Tsubodai se hundió lentamente en la silla y la energía de su rostro fue apagándose poco a poco. Incluso Batu pareció sentirse incómodo al notar el efecto que aquella conversación había producido en él.
—Muy bien. Haré que se preparen para el regreso a casa.
De pie, Chagatai observó el río mientras amanecía. La estancia no estaba amueblada, el propio palacio estaba vacío, más allá de unos cuantos criados que se ocupaban de limpiar las habitaciones. No sabía si volvería allí alguna vez y, al pensarlo, sintió una punzada de nostalgia. Oyó unos pasos que se aproximaban y se volvió. Era su criado Suntai, que entró en la habitación. Su rostro desfigurado era bienvenido mientras el corazón de Chagatai se encendía imaginando visiones fabulosas.
—Es la hora, mi señor khan —anunció Suntai. Su mirada recayó en el arrugado pergamino que sostenía Chagatai en la mano, leído y releído un millar de veces desde que llegó días atrás.
—Es la hora —repitió Chagatai. Echó una última mirada al sol naciente: su luz iluminó las plumas de una bandada de gansos que alzaba el vuelo desde las tranquilas aguas del río. Enardecido por la atmósfera de la escena, miró fijamente la bola de oro que aparecía por el horizonte, desafiándola a que le quemara—. Puedo estar en Karakorum meses antes que él —dijo Chagatai—. Haré que nuestro pueblo me jure como khan, pero la guerra estallará cuando regrese. A menos que siga el ejemplo de mi amado hermano, Ogedai. ¿Qué opinas, Suntai? ¿Aceptaría Guyuk mi khanato a cambio de su vida? Vamos, aconséjame.
—Tal vez, mi señor. Después de todo, tú lo hiciste.
Chagatai sonrió, en paz con el mundo por primera vez en años.
—Puede que si lo hiciera, no estuviera más que creando problemas para el futuro, o para mi hijo, Baidar. Debo pensar en su vida ahora. ¡Por todos los espíritus, ojalá Guyuk muriera mientras duerme y me dejara el camino libre! En vez de eso, he convertido a mi hijo en un rehén de mi buena voluntad.
Suntai conocía bien a su amo y sonrió al aproximarse a su espalda.
—Puede que eso sea lo que crea Guyuk, mi señor, incluso Orlok Tsubodai, pero ¿detendría ese rehén realmente tu mano?
Chagatai se encogió de hombros.
—Tengo otros hijos. El precio es demasiado alto para apartarme sólo por uno.

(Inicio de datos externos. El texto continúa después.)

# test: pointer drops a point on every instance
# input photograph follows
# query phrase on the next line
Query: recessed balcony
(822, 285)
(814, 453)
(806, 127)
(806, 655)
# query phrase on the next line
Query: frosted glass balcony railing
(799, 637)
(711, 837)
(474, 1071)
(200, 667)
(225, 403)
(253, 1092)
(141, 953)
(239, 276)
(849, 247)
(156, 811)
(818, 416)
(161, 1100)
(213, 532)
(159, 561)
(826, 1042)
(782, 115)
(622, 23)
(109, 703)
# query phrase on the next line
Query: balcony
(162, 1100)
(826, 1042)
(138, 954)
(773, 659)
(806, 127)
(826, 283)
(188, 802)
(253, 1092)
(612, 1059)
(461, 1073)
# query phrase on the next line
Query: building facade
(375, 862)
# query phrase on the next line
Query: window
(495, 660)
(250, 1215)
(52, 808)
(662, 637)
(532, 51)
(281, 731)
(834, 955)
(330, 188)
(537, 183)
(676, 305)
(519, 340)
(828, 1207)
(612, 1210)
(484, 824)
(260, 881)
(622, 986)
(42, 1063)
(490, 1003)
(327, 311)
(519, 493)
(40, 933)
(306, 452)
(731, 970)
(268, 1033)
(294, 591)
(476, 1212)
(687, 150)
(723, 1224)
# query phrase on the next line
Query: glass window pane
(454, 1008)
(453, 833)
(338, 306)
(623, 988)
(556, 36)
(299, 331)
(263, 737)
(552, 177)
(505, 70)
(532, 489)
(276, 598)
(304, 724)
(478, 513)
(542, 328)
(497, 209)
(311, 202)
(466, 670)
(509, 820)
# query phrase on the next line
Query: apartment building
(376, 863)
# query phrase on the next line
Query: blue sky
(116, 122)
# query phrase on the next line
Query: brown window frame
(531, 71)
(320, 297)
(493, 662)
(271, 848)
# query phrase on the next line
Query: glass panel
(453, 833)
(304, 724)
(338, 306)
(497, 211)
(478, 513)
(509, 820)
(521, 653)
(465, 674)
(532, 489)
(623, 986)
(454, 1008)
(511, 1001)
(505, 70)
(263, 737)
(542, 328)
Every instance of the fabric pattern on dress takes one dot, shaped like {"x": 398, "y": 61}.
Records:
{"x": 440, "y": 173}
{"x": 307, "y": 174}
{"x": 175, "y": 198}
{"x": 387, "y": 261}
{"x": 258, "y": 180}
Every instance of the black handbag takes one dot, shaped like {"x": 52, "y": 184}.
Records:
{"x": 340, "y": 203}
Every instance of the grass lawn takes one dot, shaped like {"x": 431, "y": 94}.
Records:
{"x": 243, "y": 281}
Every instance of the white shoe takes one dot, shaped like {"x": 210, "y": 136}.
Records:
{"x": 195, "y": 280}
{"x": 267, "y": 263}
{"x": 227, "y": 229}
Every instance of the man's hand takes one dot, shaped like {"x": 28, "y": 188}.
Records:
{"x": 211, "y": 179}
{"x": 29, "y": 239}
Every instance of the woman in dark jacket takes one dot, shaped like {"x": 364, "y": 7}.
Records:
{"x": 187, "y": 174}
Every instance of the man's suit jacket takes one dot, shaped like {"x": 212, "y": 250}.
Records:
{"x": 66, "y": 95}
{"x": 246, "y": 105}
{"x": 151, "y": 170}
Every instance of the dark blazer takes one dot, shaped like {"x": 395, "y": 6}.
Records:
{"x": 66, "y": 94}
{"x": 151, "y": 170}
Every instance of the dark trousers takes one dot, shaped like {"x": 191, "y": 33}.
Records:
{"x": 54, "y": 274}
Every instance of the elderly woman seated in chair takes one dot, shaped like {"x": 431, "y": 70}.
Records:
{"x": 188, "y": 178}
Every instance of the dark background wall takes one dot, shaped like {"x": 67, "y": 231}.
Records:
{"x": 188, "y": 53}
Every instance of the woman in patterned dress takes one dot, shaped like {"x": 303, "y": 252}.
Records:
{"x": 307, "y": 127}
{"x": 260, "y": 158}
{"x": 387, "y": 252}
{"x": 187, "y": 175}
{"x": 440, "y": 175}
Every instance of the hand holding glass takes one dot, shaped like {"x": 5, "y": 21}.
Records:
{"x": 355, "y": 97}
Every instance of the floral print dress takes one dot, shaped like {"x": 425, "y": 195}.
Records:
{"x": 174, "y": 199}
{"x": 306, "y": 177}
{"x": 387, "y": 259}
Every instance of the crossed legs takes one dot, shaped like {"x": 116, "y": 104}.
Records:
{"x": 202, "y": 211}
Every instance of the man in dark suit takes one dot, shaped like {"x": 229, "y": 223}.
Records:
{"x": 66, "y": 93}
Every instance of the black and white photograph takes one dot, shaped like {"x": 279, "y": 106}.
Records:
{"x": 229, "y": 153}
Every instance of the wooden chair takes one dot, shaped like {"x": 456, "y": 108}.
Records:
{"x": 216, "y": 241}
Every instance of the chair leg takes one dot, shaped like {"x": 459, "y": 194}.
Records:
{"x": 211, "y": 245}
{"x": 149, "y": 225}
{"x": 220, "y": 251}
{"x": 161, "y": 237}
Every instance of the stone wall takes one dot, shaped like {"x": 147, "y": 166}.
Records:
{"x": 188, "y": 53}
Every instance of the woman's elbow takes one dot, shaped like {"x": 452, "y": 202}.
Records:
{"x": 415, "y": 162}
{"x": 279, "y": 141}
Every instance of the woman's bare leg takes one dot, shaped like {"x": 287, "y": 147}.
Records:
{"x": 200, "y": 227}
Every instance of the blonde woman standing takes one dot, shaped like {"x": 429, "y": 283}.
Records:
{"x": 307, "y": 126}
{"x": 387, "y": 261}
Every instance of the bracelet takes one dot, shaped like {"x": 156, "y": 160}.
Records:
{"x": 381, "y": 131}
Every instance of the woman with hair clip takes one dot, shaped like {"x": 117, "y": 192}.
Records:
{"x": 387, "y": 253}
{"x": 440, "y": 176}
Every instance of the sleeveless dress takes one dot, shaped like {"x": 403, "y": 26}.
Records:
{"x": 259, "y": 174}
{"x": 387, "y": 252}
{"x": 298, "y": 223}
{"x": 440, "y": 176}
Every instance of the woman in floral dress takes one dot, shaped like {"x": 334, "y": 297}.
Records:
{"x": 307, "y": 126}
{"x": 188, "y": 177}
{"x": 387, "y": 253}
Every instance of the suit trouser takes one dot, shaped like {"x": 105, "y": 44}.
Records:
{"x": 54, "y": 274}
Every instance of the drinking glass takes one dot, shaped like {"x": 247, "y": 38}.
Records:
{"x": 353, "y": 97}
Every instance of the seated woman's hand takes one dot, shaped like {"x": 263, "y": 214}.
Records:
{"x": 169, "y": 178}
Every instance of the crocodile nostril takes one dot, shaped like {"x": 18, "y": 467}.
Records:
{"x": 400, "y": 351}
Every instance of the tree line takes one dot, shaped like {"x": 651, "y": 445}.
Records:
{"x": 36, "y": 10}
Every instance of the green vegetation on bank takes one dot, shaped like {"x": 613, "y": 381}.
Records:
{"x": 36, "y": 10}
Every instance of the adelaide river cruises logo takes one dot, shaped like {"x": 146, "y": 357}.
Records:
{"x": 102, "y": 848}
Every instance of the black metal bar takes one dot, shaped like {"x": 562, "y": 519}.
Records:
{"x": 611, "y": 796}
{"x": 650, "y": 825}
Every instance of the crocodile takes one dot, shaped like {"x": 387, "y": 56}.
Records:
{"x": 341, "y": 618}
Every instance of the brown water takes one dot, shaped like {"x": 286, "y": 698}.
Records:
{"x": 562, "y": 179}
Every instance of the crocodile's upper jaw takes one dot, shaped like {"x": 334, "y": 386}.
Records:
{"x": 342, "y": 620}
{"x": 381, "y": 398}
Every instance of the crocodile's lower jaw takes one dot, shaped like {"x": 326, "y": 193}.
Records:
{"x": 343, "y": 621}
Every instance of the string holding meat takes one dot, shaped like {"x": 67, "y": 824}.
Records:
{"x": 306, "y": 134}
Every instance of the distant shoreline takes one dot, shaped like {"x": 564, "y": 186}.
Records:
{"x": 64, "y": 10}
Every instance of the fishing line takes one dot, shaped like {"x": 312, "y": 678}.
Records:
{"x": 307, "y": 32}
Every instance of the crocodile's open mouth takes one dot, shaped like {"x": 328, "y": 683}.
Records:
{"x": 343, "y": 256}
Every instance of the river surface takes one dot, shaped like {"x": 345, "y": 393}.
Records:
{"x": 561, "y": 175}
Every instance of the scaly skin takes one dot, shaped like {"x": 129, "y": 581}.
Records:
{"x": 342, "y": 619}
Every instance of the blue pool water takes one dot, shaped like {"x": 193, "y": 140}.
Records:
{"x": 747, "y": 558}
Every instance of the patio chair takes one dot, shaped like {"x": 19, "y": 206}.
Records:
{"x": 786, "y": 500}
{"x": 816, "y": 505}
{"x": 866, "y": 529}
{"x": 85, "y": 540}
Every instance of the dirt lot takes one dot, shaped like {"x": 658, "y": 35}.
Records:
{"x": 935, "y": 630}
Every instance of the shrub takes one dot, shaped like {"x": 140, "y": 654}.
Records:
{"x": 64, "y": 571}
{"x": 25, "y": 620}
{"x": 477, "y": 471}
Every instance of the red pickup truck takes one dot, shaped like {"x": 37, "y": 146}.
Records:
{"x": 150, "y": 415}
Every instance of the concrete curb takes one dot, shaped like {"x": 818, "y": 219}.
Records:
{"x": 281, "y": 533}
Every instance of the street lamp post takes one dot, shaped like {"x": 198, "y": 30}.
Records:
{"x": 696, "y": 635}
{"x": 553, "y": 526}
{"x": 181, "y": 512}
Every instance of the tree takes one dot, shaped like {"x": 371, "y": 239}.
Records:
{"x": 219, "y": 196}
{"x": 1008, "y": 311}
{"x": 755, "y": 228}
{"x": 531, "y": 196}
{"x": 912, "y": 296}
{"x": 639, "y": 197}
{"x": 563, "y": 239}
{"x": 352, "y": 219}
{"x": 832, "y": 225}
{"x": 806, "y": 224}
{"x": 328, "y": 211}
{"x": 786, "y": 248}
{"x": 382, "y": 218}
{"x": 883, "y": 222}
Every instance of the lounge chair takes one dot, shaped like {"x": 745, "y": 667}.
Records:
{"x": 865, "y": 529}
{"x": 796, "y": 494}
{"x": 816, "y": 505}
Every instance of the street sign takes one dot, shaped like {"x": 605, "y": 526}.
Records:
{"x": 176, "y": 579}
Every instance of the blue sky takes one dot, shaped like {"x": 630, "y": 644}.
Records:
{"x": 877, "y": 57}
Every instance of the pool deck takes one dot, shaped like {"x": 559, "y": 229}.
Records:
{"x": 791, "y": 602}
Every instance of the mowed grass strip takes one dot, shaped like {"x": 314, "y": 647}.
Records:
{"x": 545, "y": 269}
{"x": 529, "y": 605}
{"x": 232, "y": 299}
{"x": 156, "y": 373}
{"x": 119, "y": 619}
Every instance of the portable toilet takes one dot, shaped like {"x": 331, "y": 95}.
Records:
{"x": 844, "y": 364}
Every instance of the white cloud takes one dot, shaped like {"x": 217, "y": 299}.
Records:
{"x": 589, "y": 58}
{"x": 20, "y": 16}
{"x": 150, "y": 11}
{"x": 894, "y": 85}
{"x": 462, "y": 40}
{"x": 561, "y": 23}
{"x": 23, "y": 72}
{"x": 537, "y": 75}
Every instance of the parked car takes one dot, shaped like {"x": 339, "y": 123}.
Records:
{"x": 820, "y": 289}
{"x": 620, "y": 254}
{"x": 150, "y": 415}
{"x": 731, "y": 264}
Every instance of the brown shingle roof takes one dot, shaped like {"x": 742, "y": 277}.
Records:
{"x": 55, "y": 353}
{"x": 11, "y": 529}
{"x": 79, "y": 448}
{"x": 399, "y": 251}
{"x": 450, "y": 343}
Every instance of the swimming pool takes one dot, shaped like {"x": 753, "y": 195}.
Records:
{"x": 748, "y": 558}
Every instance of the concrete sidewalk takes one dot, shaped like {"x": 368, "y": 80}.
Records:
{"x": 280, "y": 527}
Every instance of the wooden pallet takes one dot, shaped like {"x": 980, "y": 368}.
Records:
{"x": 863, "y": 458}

Baidar tendrá que conseguir librarse por sí solo. Después de todo, Suntai, le di mis mejores guerreros para su tumán. No tienen equivalente en la nación. Si cae, lloraré por él, pero su destino está en sus propias manos, como siempre.
Chagatai no había oído las suaves botas que Suntai llevaba ese día en vez de sus habituales sandalias. No oyó su último paso. Sintió un picotazo en el cuello y se atragantó, sorprendido, llevándose la mano a la garganta. Estupefacto, comprobó que algo iba terriblemente mal. Al retirar la mano, vio que estaba cubierta de sangre. Intentó hablar, pero había perdido la voz y solo alcanzó a emitir un sonido chirriante a través de la raya roja dibujada en su piel.
—Se dice que la daga kirpan está tan afilada que produce una muerte casi indolora —dijo Suntai—. Nunca he tenido la oportunidad de preguntar si era cierto. Su nombre significa «la mano piadosa», por esa razón.
El criado se inclinó sobre Chagatai al ver que movía los labios, aunque el único sonido que podía hacer era una especie de sordas gárgaras. Cuando su amo, aferrándose aún la garganta, cayó sobre una de sus rodillas, Suntai se retiró unos pasos.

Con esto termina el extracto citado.